Gelin kocasının memleketine giderken saçını kapatmış rujunu silmiş şalvarını giymişti. Bir yaşamdan başka bir yaşama geçmeye yeniden hazırlanıyordu. Fakat genç gelinin kafası o kadar karışıktı ki… Bu yandaki kaynanasına aldırmamak için sert ve kendinden emin duruyor ama mimikleri kafasının karışıklığını ele veriyordu. Yaşlı kadının hoyratça kendisini eleştirmesine aldırmıyor ne derse desin tavırları içinde kucağındaki çocuğuyla ilgileniyordu. Çukurova’nın içinden akan demir raylar öyle bir manzaranın içinden geçiyordu ki ressamları kıskandıracak güzellikte bir manzaraydı. İnsanlar dertlerin içinde boğulacakken dışarıdan su gibi akan manzara imdada yetişiyor onları ellerinden tutup hayata bağlıyordu.
Metin kompartımandaki hoyratlıktan da cesaret alarak geline döndü:
-Teyzeyi çok üzmüşsünüz; çok dertli, dedi.
Genç kadın Metin‘in gözündeki saflığa bakarak yumuşak ve samimi bir sesle:
-İnanma anlattıklarına hepsini kuruyor evet bu benim kaynanam fakat bu şekilde konuştukça insanı hayattan soğutuyor, dedi.
Bu gelin kaynana hikâyesine dair Metin‘in kafası iyice karışmıştı.
-Adın ne senin?
-Metin.
Şunu tutsana biraz diyerek elindeki bebeği Metin’e uzattı. Ağzında yalancı emzikle oyalanan küçük bebeği dikkatlice aldı. O zamana kadar kucağına hiç bebek almamış olan Metin, gülümseyerek bebeği sevmeye çalıştı.
Gelin, biraz olsun içini dökmenin rahatlığıyla konuşmasına devam etti.

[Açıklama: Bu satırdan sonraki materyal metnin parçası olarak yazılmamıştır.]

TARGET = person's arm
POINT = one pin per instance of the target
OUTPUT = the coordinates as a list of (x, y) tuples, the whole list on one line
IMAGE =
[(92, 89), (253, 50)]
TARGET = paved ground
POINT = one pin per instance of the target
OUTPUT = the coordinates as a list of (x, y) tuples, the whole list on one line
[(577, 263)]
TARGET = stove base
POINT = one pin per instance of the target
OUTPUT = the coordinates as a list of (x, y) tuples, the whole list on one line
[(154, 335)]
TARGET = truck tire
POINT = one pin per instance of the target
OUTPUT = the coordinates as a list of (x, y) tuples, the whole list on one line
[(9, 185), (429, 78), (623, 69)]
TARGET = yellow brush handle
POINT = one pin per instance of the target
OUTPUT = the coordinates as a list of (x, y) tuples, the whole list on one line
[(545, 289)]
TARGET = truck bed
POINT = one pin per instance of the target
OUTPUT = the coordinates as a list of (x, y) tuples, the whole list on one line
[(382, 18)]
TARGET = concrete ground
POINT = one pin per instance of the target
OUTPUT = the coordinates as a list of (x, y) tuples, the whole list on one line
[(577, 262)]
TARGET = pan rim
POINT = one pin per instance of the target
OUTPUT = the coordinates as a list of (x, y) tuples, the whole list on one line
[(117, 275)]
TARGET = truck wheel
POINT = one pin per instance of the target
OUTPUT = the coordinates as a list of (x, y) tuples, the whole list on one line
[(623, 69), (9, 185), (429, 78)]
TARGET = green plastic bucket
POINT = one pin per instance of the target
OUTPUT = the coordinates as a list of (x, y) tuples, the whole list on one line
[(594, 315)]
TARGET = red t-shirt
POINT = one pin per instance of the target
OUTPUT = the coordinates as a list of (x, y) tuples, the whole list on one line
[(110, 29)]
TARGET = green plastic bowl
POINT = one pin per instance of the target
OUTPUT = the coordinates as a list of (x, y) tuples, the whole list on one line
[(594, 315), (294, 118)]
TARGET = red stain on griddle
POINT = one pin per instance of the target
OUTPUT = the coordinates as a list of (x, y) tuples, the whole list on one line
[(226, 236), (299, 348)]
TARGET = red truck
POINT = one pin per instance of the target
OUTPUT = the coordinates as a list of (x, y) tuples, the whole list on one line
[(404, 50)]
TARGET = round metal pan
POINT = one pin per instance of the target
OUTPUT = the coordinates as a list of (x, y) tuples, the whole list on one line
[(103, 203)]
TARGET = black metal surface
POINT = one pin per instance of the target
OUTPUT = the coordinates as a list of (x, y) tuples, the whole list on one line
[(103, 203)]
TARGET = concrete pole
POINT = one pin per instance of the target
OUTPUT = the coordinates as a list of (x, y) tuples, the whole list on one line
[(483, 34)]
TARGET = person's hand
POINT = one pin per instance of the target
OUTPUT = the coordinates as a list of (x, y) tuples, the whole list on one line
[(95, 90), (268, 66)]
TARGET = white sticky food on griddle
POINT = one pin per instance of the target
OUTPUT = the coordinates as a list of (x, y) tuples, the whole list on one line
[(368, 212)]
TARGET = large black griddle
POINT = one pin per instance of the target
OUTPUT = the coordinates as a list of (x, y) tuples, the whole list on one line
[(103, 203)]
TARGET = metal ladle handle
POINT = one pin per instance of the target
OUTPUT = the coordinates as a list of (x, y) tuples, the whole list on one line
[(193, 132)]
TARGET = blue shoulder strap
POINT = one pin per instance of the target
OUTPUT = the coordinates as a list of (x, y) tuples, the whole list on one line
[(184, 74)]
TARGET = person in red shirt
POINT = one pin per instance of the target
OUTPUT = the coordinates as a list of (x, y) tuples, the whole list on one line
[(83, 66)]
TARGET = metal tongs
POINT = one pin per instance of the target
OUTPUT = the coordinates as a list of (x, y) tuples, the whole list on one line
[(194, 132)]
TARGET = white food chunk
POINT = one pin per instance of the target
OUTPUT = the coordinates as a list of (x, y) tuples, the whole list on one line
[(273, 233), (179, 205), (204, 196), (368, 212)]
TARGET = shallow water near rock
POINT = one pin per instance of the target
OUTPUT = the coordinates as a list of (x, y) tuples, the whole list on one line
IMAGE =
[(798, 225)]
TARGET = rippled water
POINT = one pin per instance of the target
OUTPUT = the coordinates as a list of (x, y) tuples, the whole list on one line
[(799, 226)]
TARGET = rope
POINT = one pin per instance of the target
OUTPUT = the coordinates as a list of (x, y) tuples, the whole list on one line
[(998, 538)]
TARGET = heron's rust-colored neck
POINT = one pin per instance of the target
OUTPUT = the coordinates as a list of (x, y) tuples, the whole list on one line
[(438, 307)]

-Bunun oğluyla evlendik işte daha doğrusu bizim mahallede boya işi yapıyordu ben de lisede sınıfta kalmıştım, kaçtım bunun oğluna. Ereğli’ye bu buruşuğun yanına yerleştik gördüğün gibi insana hiçbir yerde huzur vermiyor. İşin kötüsü oğlu da bazen buna uyuyor. Benim yetiştiğim ortama laf ediyor, aileme hakaretler yağdırıyor. Mahalledeki insanlar da bu buruşmuş kadından farklı değil. Adana’ya gelince de mahallemi yetiştiğim yeri özlemiş oluyorum, mahallemde kendimi buluyorum. İnsan gördüğü güzelliklerin gerisinde kalınca asıl o zaman bu dünyada zindanı yaşıyor, dedi.
Yaşlı kadın arada bir geline ters ters bakıyor, homurdanıyor ama araya girip de bir şey söyleyemiyordu. Bir gözüyle dışarı bakıyordu ama kulaklarını yandaki geline dikmiş tüm dikkatiyle onu dinliyordu.
Metin ise, genç kadının içindekileri her ayrıntısına kadar birden anlatmasına şaşırmış kalmıştı. O da yüreğindeki yangını ağzına geliveren acının tarifini yapıverse biraz olsun rahatlayacaktı ama bu ayrılığı ve topraklarından sökülüp atılmasını sevdiği insanlara bir daha kavuşamayacak olmasını nasıl dökebilirdi ki sözcüklere hele acılarını nasıl anlatabilirdi. Fakat genç kadının yaşadıkları ve daha anlatamadıkları bir teraziye konsa kadının içindeki katran karası daha ağır basardı.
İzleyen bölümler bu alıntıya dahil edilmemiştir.